Sex and drug addiction

Sex and drug addiction

Robert Tanitch reviews Tumulus at Soho Theatre, London

On entering the darkened auditorium a man in little red shorts offered me a choice or lucozade or apple juice. I hesitated. Was it a drug or a coded message?

Remember the film Sparticus and Emperor Crassus (Laurence Olivier) asking his slave (Tony Curtis) if he preferred oysters or snails? On its general release in 1960 The American League of Decency insisted the scene was cut.

Harry Lister Smith and Ian Hallard in Tumulus - Credit Darren Bell

Harry Lister Smith and Ian Hallard in Tumulus

Christopher Adams’ chemsex murder mystery is billed as a chilling queer noir; but it does not chill.

A gay man in his thirties has a one night stand with a young gay man in his twenties. Later the young man is found dead on Hampstead Heath. The police presume he is another victim of London’s chemsex culture.

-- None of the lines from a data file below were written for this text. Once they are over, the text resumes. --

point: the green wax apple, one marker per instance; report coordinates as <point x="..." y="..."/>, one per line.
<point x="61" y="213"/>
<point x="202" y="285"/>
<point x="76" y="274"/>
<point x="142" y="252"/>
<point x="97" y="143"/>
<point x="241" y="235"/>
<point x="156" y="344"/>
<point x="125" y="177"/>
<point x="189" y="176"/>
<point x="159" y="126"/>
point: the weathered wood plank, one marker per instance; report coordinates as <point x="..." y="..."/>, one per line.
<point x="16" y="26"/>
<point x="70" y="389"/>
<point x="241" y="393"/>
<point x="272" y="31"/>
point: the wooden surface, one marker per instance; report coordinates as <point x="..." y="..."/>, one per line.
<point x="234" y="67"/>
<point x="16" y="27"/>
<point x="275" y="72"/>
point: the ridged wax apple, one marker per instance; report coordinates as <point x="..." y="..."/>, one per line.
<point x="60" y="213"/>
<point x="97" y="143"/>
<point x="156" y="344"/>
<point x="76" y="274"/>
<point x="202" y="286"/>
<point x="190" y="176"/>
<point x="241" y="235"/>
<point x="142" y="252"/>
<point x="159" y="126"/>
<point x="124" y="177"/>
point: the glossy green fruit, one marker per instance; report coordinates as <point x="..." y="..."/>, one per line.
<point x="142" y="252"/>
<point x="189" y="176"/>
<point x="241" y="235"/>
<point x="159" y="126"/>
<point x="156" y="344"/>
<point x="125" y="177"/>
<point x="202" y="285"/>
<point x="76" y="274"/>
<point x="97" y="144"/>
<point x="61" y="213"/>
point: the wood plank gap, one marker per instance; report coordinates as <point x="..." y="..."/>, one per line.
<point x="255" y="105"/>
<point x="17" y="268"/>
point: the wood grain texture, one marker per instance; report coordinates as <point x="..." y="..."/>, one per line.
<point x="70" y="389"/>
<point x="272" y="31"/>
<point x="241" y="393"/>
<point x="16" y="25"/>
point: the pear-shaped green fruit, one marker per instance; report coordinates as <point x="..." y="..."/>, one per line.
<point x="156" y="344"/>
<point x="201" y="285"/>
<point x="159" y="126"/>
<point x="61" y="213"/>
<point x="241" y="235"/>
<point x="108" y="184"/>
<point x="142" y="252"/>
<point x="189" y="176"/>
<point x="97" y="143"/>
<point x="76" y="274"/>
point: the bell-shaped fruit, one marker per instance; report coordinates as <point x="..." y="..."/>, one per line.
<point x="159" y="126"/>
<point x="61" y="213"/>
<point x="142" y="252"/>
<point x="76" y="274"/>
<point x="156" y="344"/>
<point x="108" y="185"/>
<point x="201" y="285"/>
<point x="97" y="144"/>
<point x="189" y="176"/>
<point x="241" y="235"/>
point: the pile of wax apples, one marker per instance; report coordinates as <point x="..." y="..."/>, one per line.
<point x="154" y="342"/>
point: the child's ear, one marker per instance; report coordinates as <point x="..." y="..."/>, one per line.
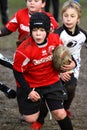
<point x="43" y="4"/>
<point x="78" y="21"/>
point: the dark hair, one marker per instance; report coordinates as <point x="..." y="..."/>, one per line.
<point x="42" y="1"/>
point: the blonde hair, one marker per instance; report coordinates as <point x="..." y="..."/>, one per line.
<point x="71" y="4"/>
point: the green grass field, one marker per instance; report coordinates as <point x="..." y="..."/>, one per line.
<point x="14" y="5"/>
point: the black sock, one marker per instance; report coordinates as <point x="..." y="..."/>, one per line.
<point x="43" y="113"/>
<point x="65" y="124"/>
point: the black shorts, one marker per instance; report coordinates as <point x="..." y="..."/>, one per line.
<point x="54" y="95"/>
<point x="71" y="84"/>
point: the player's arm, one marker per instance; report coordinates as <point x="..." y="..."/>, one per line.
<point x="6" y="62"/>
<point x="4" y="31"/>
<point x="21" y="81"/>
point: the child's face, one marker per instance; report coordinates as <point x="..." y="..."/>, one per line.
<point x="35" y="6"/>
<point x="70" y="18"/>
<point x="39" y="35"/>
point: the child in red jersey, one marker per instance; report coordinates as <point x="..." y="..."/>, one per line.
<point x="37" y="80"/>
<point x="21" y="20"/>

Chemsex is the consumption of drugs to facilitate high risk sexual activity.

The young man’s ghost tells the older man that he has been murdered. The older man, who works in the British Library, puts on a trench coat and fedora hat, and turns camp amateur detective.

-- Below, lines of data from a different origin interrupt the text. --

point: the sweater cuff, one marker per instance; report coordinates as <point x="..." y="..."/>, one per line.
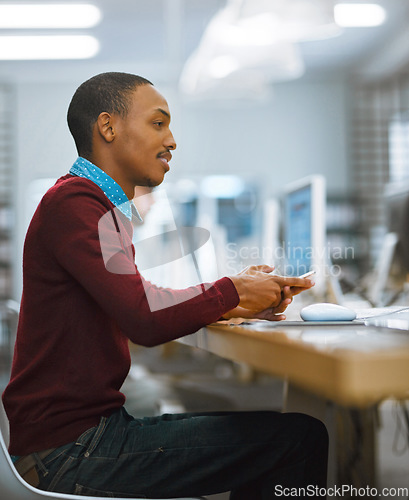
<point x="230" y="297"/>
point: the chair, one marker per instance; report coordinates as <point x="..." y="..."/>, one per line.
<point x="13" y="487"/>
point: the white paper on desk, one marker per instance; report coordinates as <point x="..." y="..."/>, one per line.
<point x="398" y="320"/>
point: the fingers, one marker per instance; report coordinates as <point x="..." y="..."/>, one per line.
<point x="294" y="282"/>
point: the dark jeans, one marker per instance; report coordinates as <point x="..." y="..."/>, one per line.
<point x="252" y="454"/>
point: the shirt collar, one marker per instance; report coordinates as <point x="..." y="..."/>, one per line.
<point x="112" y="190"/>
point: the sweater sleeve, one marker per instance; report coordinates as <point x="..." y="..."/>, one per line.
<point x="92" y="251"/>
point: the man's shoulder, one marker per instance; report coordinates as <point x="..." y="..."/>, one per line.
<point x="70" y="186"/>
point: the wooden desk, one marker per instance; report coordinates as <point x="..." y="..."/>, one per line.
<point x="351" y="365"/>
<point x="336" y="373"/>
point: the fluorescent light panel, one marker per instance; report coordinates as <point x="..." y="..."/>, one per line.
<point x="47" y="47"/>
<point x="49" y="16"/>
<point x="354" y="15"/>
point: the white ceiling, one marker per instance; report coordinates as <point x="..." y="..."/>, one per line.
<point x="157" y="36"/>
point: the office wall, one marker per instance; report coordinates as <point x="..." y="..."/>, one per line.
<point x="301" y="130"/>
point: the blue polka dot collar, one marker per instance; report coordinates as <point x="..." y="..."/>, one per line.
<point x="112" y="190"/>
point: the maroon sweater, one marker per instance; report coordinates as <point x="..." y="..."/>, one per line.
<point x="72" y="355"/>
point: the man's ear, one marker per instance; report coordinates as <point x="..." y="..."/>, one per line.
<point x="105" y="126"/>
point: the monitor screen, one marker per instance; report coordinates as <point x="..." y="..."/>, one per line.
<point x="305" y="226"/>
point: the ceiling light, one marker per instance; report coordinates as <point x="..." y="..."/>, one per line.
<point x="26" y="16"/>
<point x="47" y="47"/>
<point x="353" y="15"/>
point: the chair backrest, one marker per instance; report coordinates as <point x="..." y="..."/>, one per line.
<point x="13" y="487"/>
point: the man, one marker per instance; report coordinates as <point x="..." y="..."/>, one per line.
<point x="84" y="299"/>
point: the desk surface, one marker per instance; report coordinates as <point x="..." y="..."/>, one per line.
<point x="352" y="365"/>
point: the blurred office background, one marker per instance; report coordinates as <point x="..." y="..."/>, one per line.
<point x="262" y="93"/>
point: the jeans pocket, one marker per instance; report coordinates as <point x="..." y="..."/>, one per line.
<point x="87" y="491"/>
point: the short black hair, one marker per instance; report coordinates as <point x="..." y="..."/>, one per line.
<point x="107" y="92"/>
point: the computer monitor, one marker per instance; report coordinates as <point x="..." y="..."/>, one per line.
<point x="304" y="229"/>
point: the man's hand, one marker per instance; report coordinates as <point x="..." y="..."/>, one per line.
<point x="270" y="314"/>
<point x="266" y="294"/>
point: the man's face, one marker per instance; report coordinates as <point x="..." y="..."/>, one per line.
<point x="143" y="139"/>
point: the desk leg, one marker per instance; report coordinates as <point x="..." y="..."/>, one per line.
<point x="352" y="448"/>
<point x="297" y="400"/>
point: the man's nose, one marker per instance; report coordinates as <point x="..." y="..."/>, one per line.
<point x="170" y="142"/>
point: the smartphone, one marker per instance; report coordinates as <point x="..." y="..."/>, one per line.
<point x="307" y="275"/>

You may be wondering who Tumulus was? Tumulus isn’t a person. Tumulus is an ancient burial ground, a mound of earth and stones raised over a grave and in this play it is a location for a series of murders.

There is a cast of three. Ciaran Owens plays the amateur detective with a drug-fuelled distorted view of things.

Ian Hallard and Harry Lister Smith (wearing little red shorts, a chemsex trademark) play all the other roles, instant glib cameos. Matt Steinberg directs a very busy production.

There is an awful lot of unnecessary movement of a slab and index drawers. I could also have done without the digitally generated voices and the sound effects which the miked actors create on stage.

Robert Tanitch Mature Times theatre reviewerThe production lasts only an hour. But it’s a very long hour.

Frankly, being stuck in a traffic jam, due to Extinction Rebellion demonstrators, and wondering if I was going to get to the theatre in time, was infinitely more heart-pounding than this play.